Wer auf Gott vertraut, der wird nie enttäuscht, will uns dieser Psalm sagen.

Es ist immer die richtige Zeit

Robert Reischmann, Priester der Neuapostolischen Kirche, sagte in seiner Predigt, Gott rufe uns über die Zeiten hinweg seine unverbrüchliche Treue zu. Zwar gebe es auch überall in der Welt Kriege, Gewalt, Terror, Unfälle, Arbeitslosigkeit, soziale Probleme, Naturkatastrophen und nun das Corona-Virus, das alle getroffen habe. Christen könnten und sollten aber auch in solchen Zeiten auf Gott vertrauen, der versprochen habe: „Ich helfe dir.
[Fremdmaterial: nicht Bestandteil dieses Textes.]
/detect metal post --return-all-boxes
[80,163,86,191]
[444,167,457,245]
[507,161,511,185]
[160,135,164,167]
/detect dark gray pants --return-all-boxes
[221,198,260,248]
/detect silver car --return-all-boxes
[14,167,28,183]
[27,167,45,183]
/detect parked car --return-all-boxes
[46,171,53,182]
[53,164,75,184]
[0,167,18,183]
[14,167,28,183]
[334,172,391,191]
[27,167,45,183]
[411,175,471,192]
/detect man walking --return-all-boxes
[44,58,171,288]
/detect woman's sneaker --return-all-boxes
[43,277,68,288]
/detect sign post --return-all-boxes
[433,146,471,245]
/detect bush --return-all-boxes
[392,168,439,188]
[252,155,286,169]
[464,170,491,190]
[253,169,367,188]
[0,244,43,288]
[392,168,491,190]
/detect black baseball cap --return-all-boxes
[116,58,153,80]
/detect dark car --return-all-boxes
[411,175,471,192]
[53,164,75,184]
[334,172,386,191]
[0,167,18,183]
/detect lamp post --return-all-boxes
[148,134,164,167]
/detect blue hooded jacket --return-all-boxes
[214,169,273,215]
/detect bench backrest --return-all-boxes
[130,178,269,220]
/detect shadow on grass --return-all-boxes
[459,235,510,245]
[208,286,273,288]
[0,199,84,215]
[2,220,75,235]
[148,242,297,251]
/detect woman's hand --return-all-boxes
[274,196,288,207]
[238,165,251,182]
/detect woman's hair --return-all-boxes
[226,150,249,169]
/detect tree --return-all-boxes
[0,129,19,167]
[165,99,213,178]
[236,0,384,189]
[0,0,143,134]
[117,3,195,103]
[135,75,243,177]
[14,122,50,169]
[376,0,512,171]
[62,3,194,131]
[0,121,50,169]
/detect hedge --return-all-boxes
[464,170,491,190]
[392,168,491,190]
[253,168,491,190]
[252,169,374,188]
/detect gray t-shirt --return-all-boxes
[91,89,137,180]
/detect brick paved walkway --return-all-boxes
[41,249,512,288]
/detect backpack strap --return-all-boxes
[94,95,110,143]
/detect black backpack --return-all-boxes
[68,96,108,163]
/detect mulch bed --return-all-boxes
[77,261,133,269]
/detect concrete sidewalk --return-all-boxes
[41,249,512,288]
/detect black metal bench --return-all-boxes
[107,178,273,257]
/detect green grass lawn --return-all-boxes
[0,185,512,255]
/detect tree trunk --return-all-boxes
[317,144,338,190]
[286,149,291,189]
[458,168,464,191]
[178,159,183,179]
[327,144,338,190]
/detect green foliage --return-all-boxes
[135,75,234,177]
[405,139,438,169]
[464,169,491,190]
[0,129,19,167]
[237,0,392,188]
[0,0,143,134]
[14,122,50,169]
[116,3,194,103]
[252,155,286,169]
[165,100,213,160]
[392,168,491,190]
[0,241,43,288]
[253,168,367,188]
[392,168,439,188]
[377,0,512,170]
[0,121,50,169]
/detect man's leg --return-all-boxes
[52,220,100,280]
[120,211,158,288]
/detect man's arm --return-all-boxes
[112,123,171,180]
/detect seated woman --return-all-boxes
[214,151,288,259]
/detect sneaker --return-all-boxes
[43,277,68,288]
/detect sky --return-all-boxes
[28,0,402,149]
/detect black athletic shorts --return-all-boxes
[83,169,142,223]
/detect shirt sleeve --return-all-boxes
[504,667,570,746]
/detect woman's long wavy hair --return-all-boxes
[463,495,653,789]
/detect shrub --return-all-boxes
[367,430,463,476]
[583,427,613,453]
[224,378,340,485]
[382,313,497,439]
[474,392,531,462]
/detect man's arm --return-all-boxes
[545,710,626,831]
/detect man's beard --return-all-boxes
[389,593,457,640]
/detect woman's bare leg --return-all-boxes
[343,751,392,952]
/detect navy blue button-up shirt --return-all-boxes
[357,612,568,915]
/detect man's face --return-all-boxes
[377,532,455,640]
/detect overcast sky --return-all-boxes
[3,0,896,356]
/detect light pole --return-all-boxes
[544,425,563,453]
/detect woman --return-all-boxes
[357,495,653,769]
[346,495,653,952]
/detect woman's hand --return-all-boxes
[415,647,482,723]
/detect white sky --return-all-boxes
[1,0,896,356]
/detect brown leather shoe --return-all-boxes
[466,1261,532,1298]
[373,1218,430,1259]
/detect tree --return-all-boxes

Ich bin bei dir. Ich bin der Weg, die Wahrheit und das Leben.“ Gott habe den Menschen auch ein Leben nach dem Tod bei ihm zugesagt. Diesen Glauben und dieses Vertrauen sollten Christen vorleben und verkünden. Reischmann sagte, der für manche überraschend gekommene Fall der Mauer habe gezeigt, dass es „immer die richtige Zeit sei“, seine Stimme zu erheben, Frieden zu stiften und im Vertrauen auf Gott in die Zukunft zu gehen. Das gelte nicht nur für politische Ereignisse, sondern auch für den Alltag und für jeden einzelnen Menschen. Auch für die christlichen Gemeinden sei es „immer die richtige Zeit“, hier am Ort Licht für eine gute Zukunft zu sein.

Im Anschluss an die Predigt spielte der Posaunenchor das Lied: „Solang es Menschen gibt auf Erden, solang die Erde Früchte trägt, solang bist du uns allen Vater. Wir danken dir für das, was lebt.“ In den Fürbitten betete man, Gott möge den Menschen die Gnade geben, innere und äußere Mauern abzubauen. In der Corona-Pandemie möge Gott den Politikern und der Bevölkerung den rechten Weg zwischen „lähmender Vorsicht und gefährlicher Sorglosigkeit“ weisen. Die christlichen Gemeinden in der Stadt sollten sich bemühen, Orte des Zusammenhalts und der Versöhnung zu sein.

Mit dem gemeinsamen Gebet des „Vater unser“, dem vom Posaunenchor gespielten Lied „Großer Gott, wir loben dich“ und dem Segen schloss der Ökumenische Gottesdienst.